POHx: Bilateral intracapsular cataract extraction 25 years ago. PMMA contact lens user since 1972
PMHx: Non-Contributory
Meds: Motrin
SHx: Non-contributory
FHx: Non-contributory

Examination
Vision: 20/40 OD; 20/30 OS with contact lenses OU
External exam: Normal
Pupils: Reactive to light, no APD OU
Motility: Full OU
Slit lamp examination: See figures 1-3
Endothelial Specular Microscopy: See figures 4-6
Intraocular pressure: 14 mm Hg OD, 14 mm Hg OS
Fundi: Normal OU

Figure 1
Figures 1-3. There is peripheral concentric corneal edema extending 2.5-3.5 mm FROM the limbus. The patient has a peripheral iridectomy and is aphakic OD. The left eye had a similar appearance.

Figure 2

Figure 3

Figure 4
Figures 4-6. Specular microscopy of the center of the cornea is essentially normal(left), Specular microscopy of the peripheral cornea (center and right) shows polymegathism and decreased numbers of corneal endothelial cells

Figure 2

Figure 6

Differential Diagnosis
The differential diagnosis of bilateral peripheral corneal edema includes:

- Marginal keratopathy related to collagen vascular disease
- Fuch's endothelial dystrophy
- Endotheliitis
- Furrow degeneration
- Brown-McLean Syndrome

Diagnosis and Discussion
Brown-McLean Syndrome

This is a form of peripheral corneal edema involving both stroma and epithelium without vascularization. The condition occurs long after cataract surgery and has not been seen earlier than 6 years. The syndrome was first described by Brown and McLean in 1969.
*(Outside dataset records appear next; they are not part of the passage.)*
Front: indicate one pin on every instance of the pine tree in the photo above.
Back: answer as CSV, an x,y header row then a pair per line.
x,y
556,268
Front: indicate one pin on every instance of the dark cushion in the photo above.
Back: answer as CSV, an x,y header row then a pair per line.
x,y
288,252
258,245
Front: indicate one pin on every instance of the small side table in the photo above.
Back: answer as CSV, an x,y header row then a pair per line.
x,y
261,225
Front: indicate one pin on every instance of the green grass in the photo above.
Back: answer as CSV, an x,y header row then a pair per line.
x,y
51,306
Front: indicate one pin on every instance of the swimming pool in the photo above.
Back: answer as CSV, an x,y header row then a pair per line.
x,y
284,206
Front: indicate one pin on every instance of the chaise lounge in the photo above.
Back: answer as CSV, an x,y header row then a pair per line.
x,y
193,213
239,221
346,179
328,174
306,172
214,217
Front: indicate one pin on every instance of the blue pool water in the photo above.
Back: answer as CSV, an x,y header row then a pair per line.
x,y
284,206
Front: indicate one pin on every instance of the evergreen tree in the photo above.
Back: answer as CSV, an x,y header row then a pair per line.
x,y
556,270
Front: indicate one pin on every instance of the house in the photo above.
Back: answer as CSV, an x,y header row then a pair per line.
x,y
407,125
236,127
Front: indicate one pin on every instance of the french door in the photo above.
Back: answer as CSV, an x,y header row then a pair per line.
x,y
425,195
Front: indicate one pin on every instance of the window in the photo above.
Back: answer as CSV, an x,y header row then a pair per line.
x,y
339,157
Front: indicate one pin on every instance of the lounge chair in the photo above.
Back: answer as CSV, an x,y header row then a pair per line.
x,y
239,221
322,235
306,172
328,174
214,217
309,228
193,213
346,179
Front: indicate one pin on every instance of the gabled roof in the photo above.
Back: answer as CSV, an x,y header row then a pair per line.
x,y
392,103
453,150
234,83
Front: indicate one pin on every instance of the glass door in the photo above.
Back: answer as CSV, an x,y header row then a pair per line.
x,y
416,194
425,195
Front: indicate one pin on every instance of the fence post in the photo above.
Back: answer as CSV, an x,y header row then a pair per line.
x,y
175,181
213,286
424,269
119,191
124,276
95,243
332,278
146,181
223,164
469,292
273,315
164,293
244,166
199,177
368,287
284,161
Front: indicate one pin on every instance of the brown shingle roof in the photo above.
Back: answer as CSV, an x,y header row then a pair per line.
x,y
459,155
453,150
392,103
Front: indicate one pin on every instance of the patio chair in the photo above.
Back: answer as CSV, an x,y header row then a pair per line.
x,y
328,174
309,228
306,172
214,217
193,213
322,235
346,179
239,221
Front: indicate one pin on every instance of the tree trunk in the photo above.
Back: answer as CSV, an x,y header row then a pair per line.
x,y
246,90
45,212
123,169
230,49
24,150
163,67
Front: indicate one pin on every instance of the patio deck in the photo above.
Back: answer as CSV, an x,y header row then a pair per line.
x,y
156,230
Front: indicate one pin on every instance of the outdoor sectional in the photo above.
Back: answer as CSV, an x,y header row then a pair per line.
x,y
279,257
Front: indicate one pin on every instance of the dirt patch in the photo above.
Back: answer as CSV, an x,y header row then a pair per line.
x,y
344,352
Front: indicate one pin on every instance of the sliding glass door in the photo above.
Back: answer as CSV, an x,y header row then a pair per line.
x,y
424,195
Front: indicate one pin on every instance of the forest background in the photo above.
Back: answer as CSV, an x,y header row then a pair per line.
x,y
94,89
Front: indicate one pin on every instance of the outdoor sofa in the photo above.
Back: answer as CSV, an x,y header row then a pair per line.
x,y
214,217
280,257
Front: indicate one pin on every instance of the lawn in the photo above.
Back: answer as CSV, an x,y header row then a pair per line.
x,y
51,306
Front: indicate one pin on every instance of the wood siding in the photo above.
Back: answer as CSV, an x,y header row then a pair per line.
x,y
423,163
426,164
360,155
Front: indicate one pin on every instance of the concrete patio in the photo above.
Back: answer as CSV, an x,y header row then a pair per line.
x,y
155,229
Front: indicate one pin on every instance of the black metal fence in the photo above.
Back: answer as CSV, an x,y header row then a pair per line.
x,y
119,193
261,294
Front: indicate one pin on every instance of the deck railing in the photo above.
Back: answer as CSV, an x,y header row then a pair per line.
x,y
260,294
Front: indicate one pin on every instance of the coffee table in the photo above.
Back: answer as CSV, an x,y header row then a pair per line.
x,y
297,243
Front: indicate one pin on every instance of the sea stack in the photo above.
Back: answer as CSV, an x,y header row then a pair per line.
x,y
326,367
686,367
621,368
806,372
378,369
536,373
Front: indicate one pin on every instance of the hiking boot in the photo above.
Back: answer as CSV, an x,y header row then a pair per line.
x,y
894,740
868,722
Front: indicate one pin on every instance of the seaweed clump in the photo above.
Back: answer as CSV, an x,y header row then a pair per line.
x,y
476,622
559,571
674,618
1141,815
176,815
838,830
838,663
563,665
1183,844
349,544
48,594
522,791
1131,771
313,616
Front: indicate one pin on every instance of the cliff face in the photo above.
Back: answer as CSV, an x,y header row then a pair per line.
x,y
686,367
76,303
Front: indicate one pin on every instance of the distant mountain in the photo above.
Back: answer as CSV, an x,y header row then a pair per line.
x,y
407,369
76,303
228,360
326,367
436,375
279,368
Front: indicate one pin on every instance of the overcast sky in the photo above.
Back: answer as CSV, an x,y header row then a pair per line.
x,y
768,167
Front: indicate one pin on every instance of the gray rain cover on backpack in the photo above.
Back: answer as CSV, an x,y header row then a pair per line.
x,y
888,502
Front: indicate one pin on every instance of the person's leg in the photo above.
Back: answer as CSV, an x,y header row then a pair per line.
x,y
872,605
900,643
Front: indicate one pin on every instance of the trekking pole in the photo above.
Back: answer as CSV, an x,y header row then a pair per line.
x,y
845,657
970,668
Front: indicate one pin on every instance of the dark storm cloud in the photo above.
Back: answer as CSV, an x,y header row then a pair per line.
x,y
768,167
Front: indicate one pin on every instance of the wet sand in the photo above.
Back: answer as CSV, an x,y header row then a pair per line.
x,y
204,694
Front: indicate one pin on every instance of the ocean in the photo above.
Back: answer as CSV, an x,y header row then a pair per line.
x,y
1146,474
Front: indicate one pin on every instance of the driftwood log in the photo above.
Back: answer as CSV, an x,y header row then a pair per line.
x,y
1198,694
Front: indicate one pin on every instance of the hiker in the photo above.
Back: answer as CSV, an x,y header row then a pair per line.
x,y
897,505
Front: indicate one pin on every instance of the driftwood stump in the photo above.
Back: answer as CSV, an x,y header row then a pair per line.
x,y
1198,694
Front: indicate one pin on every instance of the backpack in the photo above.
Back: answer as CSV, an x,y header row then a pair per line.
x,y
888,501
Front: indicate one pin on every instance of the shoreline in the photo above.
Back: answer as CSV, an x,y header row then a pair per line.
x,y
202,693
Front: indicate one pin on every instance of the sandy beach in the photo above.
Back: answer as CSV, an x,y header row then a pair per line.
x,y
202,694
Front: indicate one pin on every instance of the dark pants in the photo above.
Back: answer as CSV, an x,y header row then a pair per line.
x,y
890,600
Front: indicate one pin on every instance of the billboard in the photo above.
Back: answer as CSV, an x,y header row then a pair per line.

Corneal edema extends 2 to 3 mm centrally FROM the limbus for 360 degrees. The superior limbus may be clear, particularly if there is a superior sector iridectomy. In most cases, fine pigment is deposited on the endothelium in the involved areas. Endothelial cell density may be decreased, however, the central cornea rarely becomes edematous.

Atrophy of the peripheral iris may be seen by transillumination. This atrophy is probably not the result of liberation of iris pigment because the trabecular meshwork is not unduly pigmented in these cases. Although altered aqueous dynamics, iridodonesis, and movement of other tissues or the intraocular lens have been proposed as etiologies, the cause of the syndrome remains unknown.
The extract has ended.